During the poll on Wednesday, Kirby Daley said the results of this year's poll might be revisited in future. So, before we get to the predictions for 2009, let's see what the audience said last year.
AsianInvestor has archived the adaludience responses and the panel comments from 2008. The panellists' observations were more accurate than the audience, who said some very strange things. The percentages are the level of audience member responses.
Here is what people said last year:
Best/most profitable growth for hedge funds in 2008
Winner: Greater China, 29.2%
Best performing Asia ex-Japan strategy in 2008?
Winner: Volatility, 56.9%
What will be the total size of global write-downs associated with the subprime crisis?
Winner: $500 billion, 35.3%
2) More than $1 trillion, 20.6%
Jonathan Field (HSBC): "A trillion -- it's a load of money but we'll get away with it."
Ed Rogers: "I go with a trillion too -- this smells worse than the savings and loans crisis did."
Kirby Daley: "Stay away from financials for a very long time. We're nowhere near finished."
How long will the crunch continue?
Winner: 1 year, 50%
Best currency returns over next 12 months?
Winner: RMB, 49.3%
Which asset class will generate the best returns in the next 24 months?
Winner: US financial stocks, 24.6%
2) Bric equities, 23.1%
Japan is going to become:
Winner: Switzerland -- old, rich, stable, aloof, boring, 49.2%
Will pollution drive hedge funds from Hong Kong?
The next president of the United States will be?
Winner: Barack Obama, 54.7%
Conclusion. Obama and volatility aside, these results are laughable with hindsight. US financial stocks to be the number one performer in 2008? Greater China as the big growth strategy? $500 billion for write-downs?
Polling sessions like this are meant partly as a bit of fun, but a lot of seriously well-paid people in the alternatives industry who were calling the shots had gut feelings this way early last year. You have to wonder.
The results from this year's poll are now listed below. We are listing just the top answers in order to be able to compare them to next year's poll (assuming we are invited back).
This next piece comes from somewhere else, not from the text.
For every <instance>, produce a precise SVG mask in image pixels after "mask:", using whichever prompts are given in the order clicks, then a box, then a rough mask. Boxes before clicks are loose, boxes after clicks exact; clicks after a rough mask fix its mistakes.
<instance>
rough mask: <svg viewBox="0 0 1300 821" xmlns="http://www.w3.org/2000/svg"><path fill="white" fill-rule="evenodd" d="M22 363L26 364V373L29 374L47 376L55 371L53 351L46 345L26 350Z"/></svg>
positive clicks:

The questions were considerably more imprecise this year.
Did hedge funds do a superb job in 2008?
Winner: A few did, 77%
Is 2009 shaping up to be a good year for hedge fund performance?
Winner: Too early to tell, 50%
Should investors avoid regulated hedge funds?
Winner: No, 39%
Hedge fund fees should...?
Winner: Decrease, 39%
Hedge fund fees will...?
Winner: Stay the same, 44%
Do managed accounts really make a difference?
Winner: Yes, but they are too operationally complex to become mainstream, 58%
How will investors prefer to pay for operational due diligence and all areas of non investment due diligence?
Winner: As an outsourced service, 45%
Obtaining capacity in good hedge funds will be an issue in <year>?
Winner: It's an issue now, 35%
When will hedge fund AUM exceed $2 trillion again?